Via Chris Breeze Flickr
No One Gets It Right 100% Of The Time
Did you know that you don’t actually need to get the mic choice or placement perfectly the first time, 100% of the time? In fact most professionals can’t do that themselves. They probably get it right 85% of the time. But then have to move and tweak a good chunk of the time also. That’s the big secret about mic placement, that what you see in the final studio pictures isn’t likely where those mics were initially placed.
Imagine for a minute that 4 times out of 5 you set up your recording chain just right for that solid sound you want. That would be incredible! Only being wrong once out of five mic setups! Not bad if you think about it like that. You’d be a solid and dependable engineer. Someone who generally gets the sound he/she wants early on in the session. No one will care that you have to experiment and move a few mics around after that.
85% Is Better Than 0%
If you’re like me, you want to be freaking incredible at recording and mixing. You want to deliver a perfect track every time. You devour audio books, blogs, and magazines as fast as you can, hoping to discover that magic bullet for pro recordings or at least trying to get all the pieces in place to be the next Chris Lord Alge or Mark Endert (Maroon 5, Madonna).
But what happens is you never actually make any recordings. Or at least you never finish a project. You’re too embarrassed. It doesn’t sound perfect. You didn’t nail it on the first try. Guess what? You’re human. Get over trying to shoot for perfection and instead shoot for 85%. If you were 85% as good as you want to be and got 85% as many projects completed as you desired, you’d still have WAY more quality music coming out of your studio than if you stubbornly nit pick your stuff and never finish a project.
Cut Yourself Some Slack
My heart in this post is to motivate you to actually get off your couch and go make music.
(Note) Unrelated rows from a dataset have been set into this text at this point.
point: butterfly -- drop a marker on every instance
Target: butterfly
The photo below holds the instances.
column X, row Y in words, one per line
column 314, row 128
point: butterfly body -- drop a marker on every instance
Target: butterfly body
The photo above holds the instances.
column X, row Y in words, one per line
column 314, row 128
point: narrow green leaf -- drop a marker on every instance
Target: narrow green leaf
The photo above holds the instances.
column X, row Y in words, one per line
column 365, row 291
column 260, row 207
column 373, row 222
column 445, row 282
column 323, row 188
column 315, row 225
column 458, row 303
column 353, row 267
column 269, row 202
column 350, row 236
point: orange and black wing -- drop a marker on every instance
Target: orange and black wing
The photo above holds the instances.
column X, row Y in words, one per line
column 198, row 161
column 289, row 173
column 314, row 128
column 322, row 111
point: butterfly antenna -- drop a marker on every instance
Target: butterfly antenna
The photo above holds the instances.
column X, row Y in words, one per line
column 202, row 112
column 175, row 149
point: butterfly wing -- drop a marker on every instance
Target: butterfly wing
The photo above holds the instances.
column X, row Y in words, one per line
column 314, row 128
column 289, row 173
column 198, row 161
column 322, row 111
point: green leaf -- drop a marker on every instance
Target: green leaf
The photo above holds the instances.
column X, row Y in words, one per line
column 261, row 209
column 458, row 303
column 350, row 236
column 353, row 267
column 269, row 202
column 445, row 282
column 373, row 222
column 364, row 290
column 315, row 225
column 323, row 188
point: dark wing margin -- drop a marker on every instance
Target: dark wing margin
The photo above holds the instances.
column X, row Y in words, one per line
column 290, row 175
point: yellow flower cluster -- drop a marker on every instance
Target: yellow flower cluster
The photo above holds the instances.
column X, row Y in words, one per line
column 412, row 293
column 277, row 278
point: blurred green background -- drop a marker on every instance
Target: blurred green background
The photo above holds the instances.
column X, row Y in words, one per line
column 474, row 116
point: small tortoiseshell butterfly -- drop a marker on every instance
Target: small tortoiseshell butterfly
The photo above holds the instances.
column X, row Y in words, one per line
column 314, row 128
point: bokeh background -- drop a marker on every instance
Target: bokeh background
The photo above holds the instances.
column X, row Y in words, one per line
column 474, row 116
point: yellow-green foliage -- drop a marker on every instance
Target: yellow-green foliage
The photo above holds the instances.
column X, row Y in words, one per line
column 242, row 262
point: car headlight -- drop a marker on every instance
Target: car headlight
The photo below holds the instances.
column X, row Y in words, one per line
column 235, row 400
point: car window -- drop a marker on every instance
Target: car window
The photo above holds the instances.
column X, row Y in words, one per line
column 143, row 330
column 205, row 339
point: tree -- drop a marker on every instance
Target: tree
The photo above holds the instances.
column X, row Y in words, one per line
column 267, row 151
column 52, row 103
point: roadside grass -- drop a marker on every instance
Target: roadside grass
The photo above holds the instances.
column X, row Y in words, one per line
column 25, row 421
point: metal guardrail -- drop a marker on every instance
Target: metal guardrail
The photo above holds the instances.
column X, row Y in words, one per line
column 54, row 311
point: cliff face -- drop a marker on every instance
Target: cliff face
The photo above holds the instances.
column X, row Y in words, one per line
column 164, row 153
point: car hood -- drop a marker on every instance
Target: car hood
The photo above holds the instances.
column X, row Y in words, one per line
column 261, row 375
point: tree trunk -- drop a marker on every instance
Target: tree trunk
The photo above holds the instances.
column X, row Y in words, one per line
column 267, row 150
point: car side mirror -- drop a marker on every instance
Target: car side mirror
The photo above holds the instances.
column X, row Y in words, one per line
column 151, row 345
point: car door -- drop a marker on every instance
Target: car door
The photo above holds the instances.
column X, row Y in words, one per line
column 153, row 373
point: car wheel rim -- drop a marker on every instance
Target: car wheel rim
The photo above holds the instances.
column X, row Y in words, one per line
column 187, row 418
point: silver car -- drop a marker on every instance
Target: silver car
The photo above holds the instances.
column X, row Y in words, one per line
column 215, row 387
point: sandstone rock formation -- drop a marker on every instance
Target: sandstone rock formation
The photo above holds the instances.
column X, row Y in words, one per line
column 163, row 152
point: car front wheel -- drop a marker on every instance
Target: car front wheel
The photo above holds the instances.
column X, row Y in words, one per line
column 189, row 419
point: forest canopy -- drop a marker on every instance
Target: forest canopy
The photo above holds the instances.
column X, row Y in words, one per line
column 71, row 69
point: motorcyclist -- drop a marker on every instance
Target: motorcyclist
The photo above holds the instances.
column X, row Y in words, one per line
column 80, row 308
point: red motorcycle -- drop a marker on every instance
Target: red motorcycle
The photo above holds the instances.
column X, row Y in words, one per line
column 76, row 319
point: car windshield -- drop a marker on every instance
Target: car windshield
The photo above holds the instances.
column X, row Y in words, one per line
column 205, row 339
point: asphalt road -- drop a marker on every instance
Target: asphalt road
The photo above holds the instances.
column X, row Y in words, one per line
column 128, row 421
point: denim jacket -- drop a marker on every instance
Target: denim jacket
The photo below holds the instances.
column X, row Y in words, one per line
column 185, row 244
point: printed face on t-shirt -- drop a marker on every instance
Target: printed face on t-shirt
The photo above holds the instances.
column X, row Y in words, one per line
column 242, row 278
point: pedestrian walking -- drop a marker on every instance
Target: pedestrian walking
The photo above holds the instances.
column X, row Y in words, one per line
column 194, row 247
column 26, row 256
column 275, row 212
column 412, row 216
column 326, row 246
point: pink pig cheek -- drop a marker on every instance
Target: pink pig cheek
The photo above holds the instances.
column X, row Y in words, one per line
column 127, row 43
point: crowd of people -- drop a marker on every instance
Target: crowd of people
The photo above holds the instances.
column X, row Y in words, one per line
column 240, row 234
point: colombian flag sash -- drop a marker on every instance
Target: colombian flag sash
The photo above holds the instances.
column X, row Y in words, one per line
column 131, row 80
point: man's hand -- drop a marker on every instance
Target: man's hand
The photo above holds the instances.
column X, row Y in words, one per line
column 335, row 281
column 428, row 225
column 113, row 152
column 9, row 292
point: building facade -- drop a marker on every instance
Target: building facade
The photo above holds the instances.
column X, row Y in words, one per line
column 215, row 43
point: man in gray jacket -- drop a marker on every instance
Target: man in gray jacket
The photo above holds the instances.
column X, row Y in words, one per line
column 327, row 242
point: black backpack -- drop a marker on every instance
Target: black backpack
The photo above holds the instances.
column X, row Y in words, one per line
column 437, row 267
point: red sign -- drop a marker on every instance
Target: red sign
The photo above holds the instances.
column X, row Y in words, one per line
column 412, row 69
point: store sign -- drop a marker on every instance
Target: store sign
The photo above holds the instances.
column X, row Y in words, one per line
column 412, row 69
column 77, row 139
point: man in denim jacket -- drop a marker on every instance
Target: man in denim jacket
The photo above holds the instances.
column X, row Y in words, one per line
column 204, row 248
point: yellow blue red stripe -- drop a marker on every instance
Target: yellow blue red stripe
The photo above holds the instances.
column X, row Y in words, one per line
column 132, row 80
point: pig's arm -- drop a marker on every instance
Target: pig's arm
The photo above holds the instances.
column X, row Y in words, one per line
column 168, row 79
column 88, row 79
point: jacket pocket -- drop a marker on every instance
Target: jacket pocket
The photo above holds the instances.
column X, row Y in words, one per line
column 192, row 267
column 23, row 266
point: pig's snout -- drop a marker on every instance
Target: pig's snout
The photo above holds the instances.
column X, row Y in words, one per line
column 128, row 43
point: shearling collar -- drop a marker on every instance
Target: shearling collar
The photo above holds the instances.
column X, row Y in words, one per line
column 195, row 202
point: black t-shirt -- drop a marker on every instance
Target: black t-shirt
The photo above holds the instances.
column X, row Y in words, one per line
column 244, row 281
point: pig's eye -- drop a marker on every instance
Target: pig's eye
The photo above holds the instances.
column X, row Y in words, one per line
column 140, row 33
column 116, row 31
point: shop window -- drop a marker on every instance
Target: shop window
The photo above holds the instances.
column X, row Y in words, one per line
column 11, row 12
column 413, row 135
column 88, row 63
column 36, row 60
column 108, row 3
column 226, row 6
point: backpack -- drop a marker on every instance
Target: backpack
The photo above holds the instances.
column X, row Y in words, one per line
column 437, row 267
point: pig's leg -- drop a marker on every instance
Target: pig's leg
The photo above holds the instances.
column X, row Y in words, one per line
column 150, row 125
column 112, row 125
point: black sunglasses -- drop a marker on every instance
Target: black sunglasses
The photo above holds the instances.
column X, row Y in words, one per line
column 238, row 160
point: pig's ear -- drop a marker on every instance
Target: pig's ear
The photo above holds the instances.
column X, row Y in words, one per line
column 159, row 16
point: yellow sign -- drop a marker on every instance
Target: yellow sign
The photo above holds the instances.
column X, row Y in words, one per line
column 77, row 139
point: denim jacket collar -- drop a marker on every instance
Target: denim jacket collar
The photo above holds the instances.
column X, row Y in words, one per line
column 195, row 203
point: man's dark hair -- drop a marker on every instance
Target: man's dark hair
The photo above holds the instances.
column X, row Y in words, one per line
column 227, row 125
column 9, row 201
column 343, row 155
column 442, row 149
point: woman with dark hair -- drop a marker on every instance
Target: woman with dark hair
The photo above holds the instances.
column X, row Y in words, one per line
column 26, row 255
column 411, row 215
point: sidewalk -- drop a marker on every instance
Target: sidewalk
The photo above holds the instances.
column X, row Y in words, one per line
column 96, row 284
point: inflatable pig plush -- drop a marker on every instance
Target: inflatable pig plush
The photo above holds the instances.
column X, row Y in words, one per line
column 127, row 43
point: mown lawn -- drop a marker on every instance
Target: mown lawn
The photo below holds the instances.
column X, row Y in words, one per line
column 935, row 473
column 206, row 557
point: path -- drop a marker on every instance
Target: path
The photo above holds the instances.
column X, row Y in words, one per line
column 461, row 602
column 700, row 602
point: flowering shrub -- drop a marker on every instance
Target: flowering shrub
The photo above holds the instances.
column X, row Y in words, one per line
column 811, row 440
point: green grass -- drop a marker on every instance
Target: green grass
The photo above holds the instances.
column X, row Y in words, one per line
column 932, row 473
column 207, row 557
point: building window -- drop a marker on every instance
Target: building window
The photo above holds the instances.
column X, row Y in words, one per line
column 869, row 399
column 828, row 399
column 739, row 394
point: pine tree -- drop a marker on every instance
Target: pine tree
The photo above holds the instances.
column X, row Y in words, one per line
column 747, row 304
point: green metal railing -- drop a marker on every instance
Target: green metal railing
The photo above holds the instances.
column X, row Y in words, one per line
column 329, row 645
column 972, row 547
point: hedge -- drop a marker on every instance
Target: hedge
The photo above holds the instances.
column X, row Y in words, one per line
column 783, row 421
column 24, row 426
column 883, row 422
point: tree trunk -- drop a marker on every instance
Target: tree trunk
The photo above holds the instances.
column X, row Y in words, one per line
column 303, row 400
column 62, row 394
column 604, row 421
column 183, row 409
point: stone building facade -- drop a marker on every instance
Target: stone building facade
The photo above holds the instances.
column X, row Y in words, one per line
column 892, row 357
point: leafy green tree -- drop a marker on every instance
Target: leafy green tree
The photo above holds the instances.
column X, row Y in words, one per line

That’s how you’ll actually get better. That’s how you’ll start to see improvement. That’s how your percentage of awesomeness per recording session will shoot up dramatically. Not if you just sit around debating which converters to buy next or whether or not LCR panning is God’s gift to mixing or just a silly idea.
Don’t put so much pressure on yourself to have it all figured out and know it all. I sure as heck don’t know it all. But I’m getting after it as much as I can to learn, improve, make great music that moves people and encourages people. Don’t try to be perfect. Just get 85% of the way there and you’ll be just fine.